South Shore high rise fire that injured 7 caused by unattended cooking, CFD says

ByChristian Piekos and ABC7 Chicago Digital Team WLS logo
Thursday, February 22, 2024
South Shore high rise fire caused by unattended cooking
Residents of a South Shore high rise building are putting their lives back together after a fire caused by unattended cooking broke out Wednesday afternoon.

CHICAGO (WLS) -- Unattended cooking was behind the fire at a South Shore high rise apartment building that injured seven people, including a baby, the Chicago Fire Department said.

The fire broke out near West 71st Street and South Jeffery Boulevard in the kitchen of a second floor unit Wednesday afternoon.

It spread to other second-floor units and smoke spread to several floors above the second floor.

Seven people were taken to hospitals. An infant was taken to Comer Children's Hospital in critical condition. All had either been released or had non-life threatening injuries, CFD said.

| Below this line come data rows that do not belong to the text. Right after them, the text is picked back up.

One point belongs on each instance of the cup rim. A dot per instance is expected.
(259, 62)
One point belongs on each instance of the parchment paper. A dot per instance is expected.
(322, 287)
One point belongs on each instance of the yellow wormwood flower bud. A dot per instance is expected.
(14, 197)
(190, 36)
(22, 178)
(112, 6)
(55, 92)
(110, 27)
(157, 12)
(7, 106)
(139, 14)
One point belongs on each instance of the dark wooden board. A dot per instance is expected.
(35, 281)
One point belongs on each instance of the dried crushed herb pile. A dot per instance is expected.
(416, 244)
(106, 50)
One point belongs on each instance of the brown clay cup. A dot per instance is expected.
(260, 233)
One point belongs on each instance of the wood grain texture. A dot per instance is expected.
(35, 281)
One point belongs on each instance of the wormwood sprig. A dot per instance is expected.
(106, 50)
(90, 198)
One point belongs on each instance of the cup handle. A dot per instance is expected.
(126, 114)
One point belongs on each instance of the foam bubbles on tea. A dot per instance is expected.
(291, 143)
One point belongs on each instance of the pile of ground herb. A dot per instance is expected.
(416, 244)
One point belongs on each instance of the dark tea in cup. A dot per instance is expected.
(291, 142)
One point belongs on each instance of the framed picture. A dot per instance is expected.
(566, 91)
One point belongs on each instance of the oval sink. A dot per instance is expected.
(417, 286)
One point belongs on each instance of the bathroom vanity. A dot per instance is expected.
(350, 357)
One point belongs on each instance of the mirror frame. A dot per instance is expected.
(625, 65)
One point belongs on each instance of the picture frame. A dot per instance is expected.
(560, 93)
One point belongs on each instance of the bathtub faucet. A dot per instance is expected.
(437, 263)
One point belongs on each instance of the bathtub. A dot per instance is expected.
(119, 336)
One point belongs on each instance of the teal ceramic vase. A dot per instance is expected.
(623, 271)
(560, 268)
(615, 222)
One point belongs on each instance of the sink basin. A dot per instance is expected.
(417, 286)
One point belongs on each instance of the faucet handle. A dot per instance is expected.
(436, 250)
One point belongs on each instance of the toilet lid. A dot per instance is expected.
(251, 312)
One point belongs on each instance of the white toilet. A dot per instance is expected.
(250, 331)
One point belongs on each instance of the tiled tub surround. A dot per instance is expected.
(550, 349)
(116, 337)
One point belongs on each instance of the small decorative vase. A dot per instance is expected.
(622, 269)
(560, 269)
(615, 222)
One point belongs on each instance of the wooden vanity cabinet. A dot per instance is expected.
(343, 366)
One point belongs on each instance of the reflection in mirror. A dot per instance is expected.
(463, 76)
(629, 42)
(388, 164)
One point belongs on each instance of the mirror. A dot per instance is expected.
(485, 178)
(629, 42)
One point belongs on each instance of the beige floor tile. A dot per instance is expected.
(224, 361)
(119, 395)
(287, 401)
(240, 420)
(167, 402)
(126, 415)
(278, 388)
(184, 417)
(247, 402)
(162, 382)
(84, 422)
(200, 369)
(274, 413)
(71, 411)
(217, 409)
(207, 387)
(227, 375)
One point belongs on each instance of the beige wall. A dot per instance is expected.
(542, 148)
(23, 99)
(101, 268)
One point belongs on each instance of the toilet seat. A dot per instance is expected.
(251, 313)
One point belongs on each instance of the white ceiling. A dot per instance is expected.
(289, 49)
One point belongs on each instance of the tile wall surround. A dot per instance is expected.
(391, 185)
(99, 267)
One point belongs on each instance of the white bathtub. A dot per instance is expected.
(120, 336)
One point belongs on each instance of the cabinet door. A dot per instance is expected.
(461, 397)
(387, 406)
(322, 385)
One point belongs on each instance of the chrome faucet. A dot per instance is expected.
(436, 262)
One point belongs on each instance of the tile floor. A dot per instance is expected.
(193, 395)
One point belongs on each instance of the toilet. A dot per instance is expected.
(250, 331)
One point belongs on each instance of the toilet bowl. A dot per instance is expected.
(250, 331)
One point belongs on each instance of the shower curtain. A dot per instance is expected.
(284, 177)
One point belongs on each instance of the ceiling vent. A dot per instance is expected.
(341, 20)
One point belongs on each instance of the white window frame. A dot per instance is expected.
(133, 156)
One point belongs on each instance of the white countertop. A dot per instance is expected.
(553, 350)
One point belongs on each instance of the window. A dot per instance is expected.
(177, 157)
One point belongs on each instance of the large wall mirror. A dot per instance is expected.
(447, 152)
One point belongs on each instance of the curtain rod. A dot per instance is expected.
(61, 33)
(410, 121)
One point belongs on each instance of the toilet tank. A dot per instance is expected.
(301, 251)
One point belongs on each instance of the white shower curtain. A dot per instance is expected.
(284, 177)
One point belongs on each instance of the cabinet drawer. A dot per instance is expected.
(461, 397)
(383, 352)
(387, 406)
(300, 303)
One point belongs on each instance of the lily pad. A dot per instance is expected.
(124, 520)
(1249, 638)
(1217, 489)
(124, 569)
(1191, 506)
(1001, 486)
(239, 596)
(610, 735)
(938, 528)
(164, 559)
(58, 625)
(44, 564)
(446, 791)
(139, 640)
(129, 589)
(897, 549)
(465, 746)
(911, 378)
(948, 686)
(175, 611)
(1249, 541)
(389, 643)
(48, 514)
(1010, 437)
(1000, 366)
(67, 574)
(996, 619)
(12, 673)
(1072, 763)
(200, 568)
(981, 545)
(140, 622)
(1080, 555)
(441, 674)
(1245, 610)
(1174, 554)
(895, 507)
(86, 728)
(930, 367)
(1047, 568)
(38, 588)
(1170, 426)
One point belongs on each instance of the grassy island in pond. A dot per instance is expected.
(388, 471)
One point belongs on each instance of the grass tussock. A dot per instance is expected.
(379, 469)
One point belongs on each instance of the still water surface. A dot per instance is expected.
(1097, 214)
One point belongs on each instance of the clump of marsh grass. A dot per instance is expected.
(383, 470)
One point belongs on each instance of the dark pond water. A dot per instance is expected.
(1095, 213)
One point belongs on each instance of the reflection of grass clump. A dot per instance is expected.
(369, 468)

READ MORE: Infant among at least 7 injured in fire at South Shore high-rise building, CFD says

Displaced residents are left with nothing but the clothes on their back and are wondering what's next.

Resident Orlando Montgomery said he slept in his car.

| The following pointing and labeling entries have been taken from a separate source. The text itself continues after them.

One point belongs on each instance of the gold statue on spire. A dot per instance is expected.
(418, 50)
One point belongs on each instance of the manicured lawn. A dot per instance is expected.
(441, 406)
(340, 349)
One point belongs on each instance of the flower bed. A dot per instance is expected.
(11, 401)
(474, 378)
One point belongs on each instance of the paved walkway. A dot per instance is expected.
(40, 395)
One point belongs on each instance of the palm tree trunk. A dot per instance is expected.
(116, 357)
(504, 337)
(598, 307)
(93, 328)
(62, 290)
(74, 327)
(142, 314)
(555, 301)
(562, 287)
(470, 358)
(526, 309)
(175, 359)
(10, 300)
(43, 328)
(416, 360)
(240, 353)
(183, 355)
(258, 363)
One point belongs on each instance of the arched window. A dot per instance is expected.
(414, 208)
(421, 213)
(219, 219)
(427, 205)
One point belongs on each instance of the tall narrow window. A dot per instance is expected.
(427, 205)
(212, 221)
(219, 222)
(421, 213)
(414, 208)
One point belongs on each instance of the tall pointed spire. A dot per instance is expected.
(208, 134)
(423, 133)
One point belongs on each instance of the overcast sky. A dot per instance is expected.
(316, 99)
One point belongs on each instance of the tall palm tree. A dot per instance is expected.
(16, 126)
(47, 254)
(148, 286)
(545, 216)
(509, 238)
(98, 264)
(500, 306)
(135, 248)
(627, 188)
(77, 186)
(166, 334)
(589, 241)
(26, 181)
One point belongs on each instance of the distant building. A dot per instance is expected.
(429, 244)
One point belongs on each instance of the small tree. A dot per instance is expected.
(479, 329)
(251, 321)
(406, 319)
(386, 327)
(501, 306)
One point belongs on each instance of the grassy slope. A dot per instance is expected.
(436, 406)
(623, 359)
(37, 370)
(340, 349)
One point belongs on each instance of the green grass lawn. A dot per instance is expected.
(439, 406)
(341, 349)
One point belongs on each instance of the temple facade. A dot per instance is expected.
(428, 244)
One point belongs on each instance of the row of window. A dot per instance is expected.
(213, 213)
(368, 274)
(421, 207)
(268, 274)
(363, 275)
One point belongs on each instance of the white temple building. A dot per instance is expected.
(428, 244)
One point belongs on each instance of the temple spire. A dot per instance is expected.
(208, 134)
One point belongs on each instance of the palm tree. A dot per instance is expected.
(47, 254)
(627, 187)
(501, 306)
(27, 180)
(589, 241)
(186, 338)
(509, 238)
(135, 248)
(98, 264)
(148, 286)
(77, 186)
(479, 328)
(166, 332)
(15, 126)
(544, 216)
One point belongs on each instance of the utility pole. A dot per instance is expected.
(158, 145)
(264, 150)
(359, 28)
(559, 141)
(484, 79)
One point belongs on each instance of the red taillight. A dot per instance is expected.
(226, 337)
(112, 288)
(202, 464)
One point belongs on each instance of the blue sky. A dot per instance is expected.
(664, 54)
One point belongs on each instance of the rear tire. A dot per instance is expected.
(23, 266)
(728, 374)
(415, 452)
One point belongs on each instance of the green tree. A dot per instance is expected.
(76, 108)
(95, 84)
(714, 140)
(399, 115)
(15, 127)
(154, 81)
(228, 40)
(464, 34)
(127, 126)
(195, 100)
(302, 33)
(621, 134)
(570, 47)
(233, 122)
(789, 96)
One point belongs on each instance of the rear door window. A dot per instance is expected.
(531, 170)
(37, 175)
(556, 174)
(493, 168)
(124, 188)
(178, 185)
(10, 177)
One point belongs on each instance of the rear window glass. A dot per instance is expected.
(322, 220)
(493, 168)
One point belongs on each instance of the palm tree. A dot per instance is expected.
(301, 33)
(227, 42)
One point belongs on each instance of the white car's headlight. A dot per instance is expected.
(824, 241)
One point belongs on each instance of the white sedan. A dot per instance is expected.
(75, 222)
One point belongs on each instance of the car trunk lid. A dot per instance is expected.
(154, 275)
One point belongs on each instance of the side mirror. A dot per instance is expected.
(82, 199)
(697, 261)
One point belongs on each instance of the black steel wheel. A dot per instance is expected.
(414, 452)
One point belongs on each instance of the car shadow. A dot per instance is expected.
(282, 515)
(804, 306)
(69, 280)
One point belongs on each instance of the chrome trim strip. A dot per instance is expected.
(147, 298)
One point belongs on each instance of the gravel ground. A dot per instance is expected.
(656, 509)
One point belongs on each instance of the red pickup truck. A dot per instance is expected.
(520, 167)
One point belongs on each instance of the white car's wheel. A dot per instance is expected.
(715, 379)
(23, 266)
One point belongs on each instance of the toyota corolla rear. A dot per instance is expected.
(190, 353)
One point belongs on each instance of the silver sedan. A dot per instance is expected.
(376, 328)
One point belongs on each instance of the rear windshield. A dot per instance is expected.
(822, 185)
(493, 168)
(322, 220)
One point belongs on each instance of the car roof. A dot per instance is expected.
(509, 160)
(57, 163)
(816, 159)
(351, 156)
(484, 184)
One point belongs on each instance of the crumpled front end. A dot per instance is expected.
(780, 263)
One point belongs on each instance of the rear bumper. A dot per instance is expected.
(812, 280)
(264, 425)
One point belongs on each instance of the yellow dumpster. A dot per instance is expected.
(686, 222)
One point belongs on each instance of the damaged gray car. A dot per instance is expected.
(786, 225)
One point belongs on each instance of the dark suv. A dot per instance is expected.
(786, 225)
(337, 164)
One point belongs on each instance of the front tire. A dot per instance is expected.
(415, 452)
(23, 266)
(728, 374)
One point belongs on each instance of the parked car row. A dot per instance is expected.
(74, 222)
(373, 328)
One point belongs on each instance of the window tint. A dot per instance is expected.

"I slept in the car by myself all night. The police was out here and they added protection," he said.

Already living with burns from a previous fire, Montgomery said his family's future is now uncertain after he escaped this blaze with his wife and 12-year-old son.

His wife was hospitalized for smoke inhalation. He said he hasn't seen her since she was taken in.

"Plan now is just trying to make sure when she gets out of the hospital, she has somewhere to go and I have somewhere to go and my son has somewhere to go," he said.

The Red Cross was on hand Thursday as weary residents gathered outside the building, looking for answers and much needed help.

"Red Cross volunteers were on scene last night and continue working today to secure a safe place to stay for those displaced. Additionally, Red Cross volunteers will be on hand later today providing health, mental health, and spiritual care services," the agency said in a statement.

Jasmine Jameson said two of her children were rushed to the hospital after the fire, but were released Thursday morning. She said she is just thankful they are going to be OK.

"We got burns, a couple of burns, we got blisters, but for the most part we have our life," she said.